Federal Reserve Chairman Jerome Powell testifies during a hearing before the House Committee on Financial Services on Capitol Hill in Washington on June 24, 2025. (Madalina Kilroy/The Epoch Times)
Federal Reserve Chairman Jerome Powell testifies during a hearing before the House Committee on Financial Services on Capitol Hill in Washington on June 24, 2025. Madalina Kilroy/The Epoch Times
Last month, retail inventories ticked up to 0.1 percent, and wholesale inventories jumped to 0.2 percent.

Meanwhile, despite concerns about tariff-fueled inflation, the U.S. central bank is widely expected to cut interest rates at the September meeting.

The Atlanta Fed’s Market Probability Tracker sees an 80 percent chance of a quarter-point reduction to the benchmark federal funds rate. Likewise, new CME FedWatch Tool data suggest the futures market is betting on an 87 percent chance of a rate cut.

But the long-term picture is unclear, says Christian Hoffmann, head of fixed income and portfolio manager at Thornburg Investment Management.

“One to two cuts this year seem reasonable; five to six through the end of next year? I see a lot of risk around that number. That outcome assumes inflation is under control, the economy is steady, and the Fed can smooth things elegantly,” Hoffmann said in a note emailed to The Epoch Times.
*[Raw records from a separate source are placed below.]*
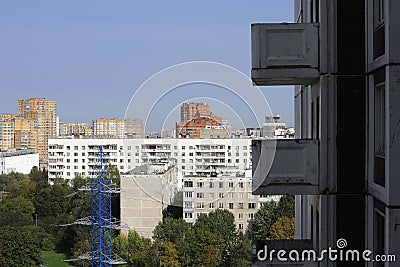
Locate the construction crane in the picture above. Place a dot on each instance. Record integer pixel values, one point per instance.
(101, 188)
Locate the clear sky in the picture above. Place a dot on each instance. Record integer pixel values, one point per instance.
(91, 55)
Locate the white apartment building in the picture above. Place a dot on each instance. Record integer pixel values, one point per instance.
(110, 128)
(206, 194)
(344, 58)
(21, 161)
(69, 157)
(146, 192)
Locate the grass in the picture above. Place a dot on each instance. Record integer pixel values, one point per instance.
(54, 259)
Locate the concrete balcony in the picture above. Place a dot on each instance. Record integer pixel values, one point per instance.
(285, 54)
(289, 166)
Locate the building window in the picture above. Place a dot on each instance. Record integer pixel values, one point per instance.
(200, 205)
(252, 205)
(379, 228)
(379, 128)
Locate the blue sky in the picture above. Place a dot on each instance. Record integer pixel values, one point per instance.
(91, 56)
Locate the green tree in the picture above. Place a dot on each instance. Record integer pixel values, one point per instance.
(283, 228)
(264, 218)
(286, 206)
(19, 247)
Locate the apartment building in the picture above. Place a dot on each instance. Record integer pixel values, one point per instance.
(6, 133)
(202, 195)
(344, 58)
(69, 157)
(21, 161)
(146, 192)
(111, 128)
(42, 114)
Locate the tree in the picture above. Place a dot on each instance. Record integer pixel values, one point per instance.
(286, 206)
(130, 247)
(16, 211)
(269, 213)
(283, 228)
(264, 218)
(19, 247)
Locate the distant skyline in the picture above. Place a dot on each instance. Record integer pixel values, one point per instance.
(91, 56)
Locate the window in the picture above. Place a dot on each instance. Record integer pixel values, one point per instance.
(188, 184)
(200, 205)
(252, 205)
(379, 28)
(379, 128)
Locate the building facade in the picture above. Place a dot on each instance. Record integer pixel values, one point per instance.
(346, 82)
(202, 195)
(69, 157)
(21, 161)
(147, 191)
(111, 128)
(42, 114)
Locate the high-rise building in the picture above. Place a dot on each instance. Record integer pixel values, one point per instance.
(192, 110)
(42, 114)
(6, 133)
(112, 128)
(25, 136)
(134, 128)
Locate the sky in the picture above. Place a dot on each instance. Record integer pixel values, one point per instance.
(92, 55)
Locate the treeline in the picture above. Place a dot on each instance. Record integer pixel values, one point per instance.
(32, 210)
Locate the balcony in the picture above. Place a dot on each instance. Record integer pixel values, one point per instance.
(285, 54)
(292, 169)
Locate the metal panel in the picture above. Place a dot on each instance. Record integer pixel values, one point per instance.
(285, 53)
(295, 167)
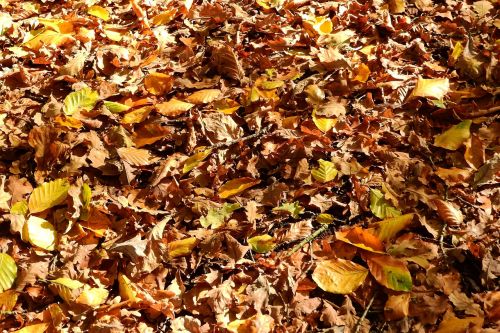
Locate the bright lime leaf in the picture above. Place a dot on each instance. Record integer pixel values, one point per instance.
(339, 276)
(262, 243)
(48, 195)
(380, 207)
(293, 208)
(389, 272)
(83, 99)
(216, 218)
(115, 107)
(454, 137)
(8, 271)
(325, 172)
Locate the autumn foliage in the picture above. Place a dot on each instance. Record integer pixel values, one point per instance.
(249, 166)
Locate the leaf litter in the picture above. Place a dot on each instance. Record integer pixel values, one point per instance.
(250, 166)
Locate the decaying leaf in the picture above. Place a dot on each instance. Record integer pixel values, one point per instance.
(339, 276)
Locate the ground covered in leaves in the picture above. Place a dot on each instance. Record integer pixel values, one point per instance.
(249, 166)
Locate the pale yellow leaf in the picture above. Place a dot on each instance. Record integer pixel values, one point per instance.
(339, 276)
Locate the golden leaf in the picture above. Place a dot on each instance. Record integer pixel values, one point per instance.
(339, 276)
(236, 186)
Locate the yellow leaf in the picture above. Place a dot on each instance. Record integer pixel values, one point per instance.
(181, 247)
(128, 291)
(48, 37)
(83, 99)
(339, 276)
(262, 243)
(115, 107)
(174, 107)
(362, 73)
(37, 328)
(433, 88)
(40, 233)
(325, 172)
(8, 272)
(99, 12)
(158, 83)
(388, 228)
(135, 156)
(68, 289)
(92, 296)
(324, 124)
(163, 18)
(454, 137)
(48, 195)
(236, 186)
(58, 25)
(137, 116)
(203, 96)
(194, 160)
(8, 299)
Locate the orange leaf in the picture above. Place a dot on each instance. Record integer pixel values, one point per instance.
(361, 238)
(448, 213)
(158, 83)
(236, 186)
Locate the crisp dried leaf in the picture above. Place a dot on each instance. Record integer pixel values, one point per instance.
(388, 228)
(48, 195)
(203, 96)
(174, 107)
(454, 137)
(99, 12)
(236, 186)
(40, 232)
(339, 276)
(325, 172)
(83, 99)
(448, 213)
(360, 238)
(158, 83)
(380, 207)
(389, 272)
(432, 88)
(181, 247)
(8, 271)
(262, 243)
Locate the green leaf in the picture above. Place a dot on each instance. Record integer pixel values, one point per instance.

The federal funds rate has been unchanged in a range of 4.25 to 4.5 percent since January.

Income and Spending

Personal incomes and spending advanced last month.

New Bureau of Economic Analysis data show that personal incomes climbed by 0.4 percent, from 0.3 percent growth in June.

Compensation of employees was the most significant factor, increasing by 0.6 percent. Government transfer payments—such as Social Security, unemployment insurance, Medicare, and Medicaid—remained essentially unchanged.

Personal spending also advanced by 0.5 percent from an upwardly revised 0.4 percent gain, totaling $108.9 billion—$60.2 billion in services and $48.7 billion in goods.

July’s spending levels were driven by greater consumption of motor vehicles and parts, followed by financial services and insurance, housing and utilities, and food and beverages.

Both measurements were in line with the consensus estimate.

The personal saving rate was unchanged at 4.4 percent.

Market Reaction

The U.S. stock market headed into the Labor Day long weekend in the red.

The blue-chip Dow Jones Industrial Average and the tech-heavy Nasdaq Composite Index each shed about 100 points before the opening bell. The broader S&P 500 fell by nearly 0.3 percent.

Yields for U.S. Treasury securities were mainly in the green. The two-year yield, which tracks Federal Reserve policy decisions, remained little changed at around 3.64 percent. The benchmark 10-year yield picked up 2 basis points to above 4.22 percent.

The U.S. dollar kept its early session gains intact, with the U.S. dollar index rising by nearly 0.3 percent. The index is poised for a weekly gain of 0.4 percent, slightly paring its year-to-date loss of 9.6 percent.